A: I prefer the black tape because it is smooth and will not cause scratching or pulling on the knuckle of the thumb. The white tape is rough and should be used only in the front of the hole if you need to improve your gripping action. I prefer the 1-inch tape as it fills a larger area and allows me to use fewer pieces to achieve the desired tightness. You also can find tape in various thicknesses if you don’t want to use a lot of pieces of the thinner tape. Tape is used when your hand shrinks due to low humidity — a la bowling a tournament in a dry locale such as Las Vegas or Reno.
Q: I am a left-handed bowler and need some help for tournament competition. First, how do I determine the correct line to play on the lanes? Second, I have a problem with chicken-winging the arm-swing. And third, how do you choose the correct ball for the lane condition?
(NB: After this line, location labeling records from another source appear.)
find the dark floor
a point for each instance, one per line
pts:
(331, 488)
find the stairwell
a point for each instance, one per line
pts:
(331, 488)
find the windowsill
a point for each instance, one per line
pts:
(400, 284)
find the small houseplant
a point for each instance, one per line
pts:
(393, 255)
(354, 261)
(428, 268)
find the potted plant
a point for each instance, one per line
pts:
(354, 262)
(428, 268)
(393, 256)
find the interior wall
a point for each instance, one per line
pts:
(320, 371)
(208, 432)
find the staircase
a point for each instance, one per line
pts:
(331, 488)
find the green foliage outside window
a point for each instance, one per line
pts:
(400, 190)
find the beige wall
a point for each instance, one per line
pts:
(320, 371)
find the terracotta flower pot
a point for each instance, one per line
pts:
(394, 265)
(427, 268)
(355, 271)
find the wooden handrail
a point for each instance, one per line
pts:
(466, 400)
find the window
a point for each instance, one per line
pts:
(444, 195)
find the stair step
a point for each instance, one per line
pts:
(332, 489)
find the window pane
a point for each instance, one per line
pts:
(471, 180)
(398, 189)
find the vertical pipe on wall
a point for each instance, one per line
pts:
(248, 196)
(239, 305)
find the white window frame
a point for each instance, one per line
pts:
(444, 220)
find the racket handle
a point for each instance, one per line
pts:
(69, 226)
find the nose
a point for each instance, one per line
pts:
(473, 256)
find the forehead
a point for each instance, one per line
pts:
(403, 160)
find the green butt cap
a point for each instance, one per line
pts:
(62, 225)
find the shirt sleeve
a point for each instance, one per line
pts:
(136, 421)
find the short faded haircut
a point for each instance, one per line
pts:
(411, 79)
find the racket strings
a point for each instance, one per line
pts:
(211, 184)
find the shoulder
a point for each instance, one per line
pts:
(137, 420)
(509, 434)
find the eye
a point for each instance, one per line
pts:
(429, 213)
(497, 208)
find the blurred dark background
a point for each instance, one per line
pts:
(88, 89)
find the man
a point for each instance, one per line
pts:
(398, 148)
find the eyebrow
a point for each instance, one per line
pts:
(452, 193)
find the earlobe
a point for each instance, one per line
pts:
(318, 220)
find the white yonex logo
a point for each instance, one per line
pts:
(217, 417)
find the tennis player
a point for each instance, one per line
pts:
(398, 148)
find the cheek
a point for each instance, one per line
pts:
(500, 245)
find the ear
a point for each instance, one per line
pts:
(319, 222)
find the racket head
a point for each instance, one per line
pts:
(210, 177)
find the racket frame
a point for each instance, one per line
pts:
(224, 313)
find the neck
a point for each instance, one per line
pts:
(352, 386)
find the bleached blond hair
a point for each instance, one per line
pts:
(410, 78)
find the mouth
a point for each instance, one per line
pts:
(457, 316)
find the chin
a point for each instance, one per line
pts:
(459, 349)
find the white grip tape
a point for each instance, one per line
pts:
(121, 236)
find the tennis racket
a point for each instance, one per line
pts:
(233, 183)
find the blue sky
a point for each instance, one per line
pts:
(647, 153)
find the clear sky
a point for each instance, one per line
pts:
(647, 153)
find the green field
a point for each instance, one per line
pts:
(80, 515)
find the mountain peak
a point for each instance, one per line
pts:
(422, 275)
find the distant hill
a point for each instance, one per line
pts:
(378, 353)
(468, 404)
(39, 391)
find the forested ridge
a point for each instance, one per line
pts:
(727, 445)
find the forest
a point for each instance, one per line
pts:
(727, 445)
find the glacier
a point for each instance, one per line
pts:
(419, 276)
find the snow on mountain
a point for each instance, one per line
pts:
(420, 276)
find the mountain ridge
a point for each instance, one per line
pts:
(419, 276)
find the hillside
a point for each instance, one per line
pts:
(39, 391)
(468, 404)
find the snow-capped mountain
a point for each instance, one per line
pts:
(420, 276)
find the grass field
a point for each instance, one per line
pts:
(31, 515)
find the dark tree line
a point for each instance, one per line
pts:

A: Determining the best line to the pocket usually is a trial-and-error process. If I’m bowling in a tournament, I prefer to come in a little early and watch bowlers who throw the ball similar to me. That’s a good starting point for your line search. I’ll typically start on that line, and make adjustments based only on shots where I feel that the approach and release were correct. Do not make adjustments based on badly-thrown shots. As for the chicken-wing problem, this can be traced to not having confidence in the shot and trying to correct or help the ball after the release. During your practice sessions, don’t even look at the pins, and just concentrate on hitting your target and releasing the ball cleanly with a straight-arm follow-through. Take this feeling into competition, and keep your eyes on your target until the ball has passed the target. Finally, picking the correct ball is really something you should work on with your pro shop operator. Develop an arsenal of three balls plus a spare ball, and have a written plan in regard to how much early hooking action and back-end action can be expected for each.